In the 1980s, the VNA became the first group in the state to provide home health care for patients with HIV/AIDS. In 1991, it received a commendation from its accreditation agency, receiving a rare score of 99 out of 100. And when the newly elected Gov. John Engler saw fit to end welfare for thousands of single men in 1990, the VNA organized a grassroots effort to expand health care to Michigan's homeless.
Today Bowen's vision is still very much alive. The VNA has an annual budget of $24.5 million, makes more than 300,000 home visits yearly, and serves more than 9,000 patients from Monroe to Macomb. This month it will open the VNA Training Institute. The Institute will prepare welfare recipients to become certified home health aides -- a profession for which the demand is growing sharply.
A few weeks ago, I attended the VNA centennial celebration at Dearborn's Ritz-Carlton. The organization was honoring Isabelle Thomas who served as a VNA nurse and administrator for 27 years. During her tenure, she ran three storefront sites in Southwest Detroit to care for senior citizens. When the program began, Medicare and Medicaid had just been enacted, and the VNA signed hundreds of senior citizens up for those programs.
Isabelle Thomas threw around her considerable clout and got her sister, Helen, to deliver the keynote address. You know Helen Thomas, the outspoken dean of the White House press corps. While Helen is in the limelight daily (she confided to me before the luncheon that it caused her "great anxiety" to be away from Washington in the middle of Lewinskygate), that day was Isabelle's. Helen was there to honor her sister.
At my table was an elegant woman, Jean, who sat on the edge of her chair, full of expectation.
"Are you a nurse?" she asked me.
"No, I'm an editor at the Metro Times."
Her face, ringed with snow-white curls, fell in disappointment. One reason was that she knew of the Metro Times, and once had protected her apartment mates from its poison by throwing away the only copy she found in the lobby.
But the other reason was that she was hoping I'd be someone she knew.

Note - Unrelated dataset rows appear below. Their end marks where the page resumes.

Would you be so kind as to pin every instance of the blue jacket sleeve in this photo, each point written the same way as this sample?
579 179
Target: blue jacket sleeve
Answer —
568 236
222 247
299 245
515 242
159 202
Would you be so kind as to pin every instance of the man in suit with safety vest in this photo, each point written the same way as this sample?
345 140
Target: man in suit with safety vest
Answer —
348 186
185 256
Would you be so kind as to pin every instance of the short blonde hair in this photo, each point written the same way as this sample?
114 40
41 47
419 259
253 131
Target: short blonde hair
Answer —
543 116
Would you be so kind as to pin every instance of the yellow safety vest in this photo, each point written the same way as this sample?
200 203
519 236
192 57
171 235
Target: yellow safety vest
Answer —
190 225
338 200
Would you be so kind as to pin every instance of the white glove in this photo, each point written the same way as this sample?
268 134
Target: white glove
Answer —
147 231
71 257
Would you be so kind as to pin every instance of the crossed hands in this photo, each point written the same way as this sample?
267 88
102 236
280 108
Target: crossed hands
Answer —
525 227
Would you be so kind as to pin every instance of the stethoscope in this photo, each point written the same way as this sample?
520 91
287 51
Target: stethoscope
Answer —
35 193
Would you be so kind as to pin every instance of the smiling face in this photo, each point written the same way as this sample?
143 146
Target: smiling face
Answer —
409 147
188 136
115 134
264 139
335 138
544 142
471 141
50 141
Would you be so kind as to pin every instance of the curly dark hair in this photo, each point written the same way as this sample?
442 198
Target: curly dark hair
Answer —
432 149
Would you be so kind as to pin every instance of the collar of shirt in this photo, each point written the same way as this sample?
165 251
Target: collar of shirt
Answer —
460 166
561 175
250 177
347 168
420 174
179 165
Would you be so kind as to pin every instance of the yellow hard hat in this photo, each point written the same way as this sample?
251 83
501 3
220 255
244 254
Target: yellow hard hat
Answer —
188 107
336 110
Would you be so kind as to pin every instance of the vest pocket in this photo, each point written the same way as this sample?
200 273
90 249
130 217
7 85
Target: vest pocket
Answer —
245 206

"I keep thinking I'll see the nurse who took care of me for a year," she said. "She saved my life."
A visiting nurse had come to Jean's home every day for months, allowing her to recover at home rather than remaining in the hospital. The nurse started coming weekly after that, checking in on Jean's progress, keeping her on the road to good health. Last week, Jean had jumped at the chance to say "thank you" to the person who, like Alice Bowen, understood that healing is as much about compassion and friendship as it is about medicine.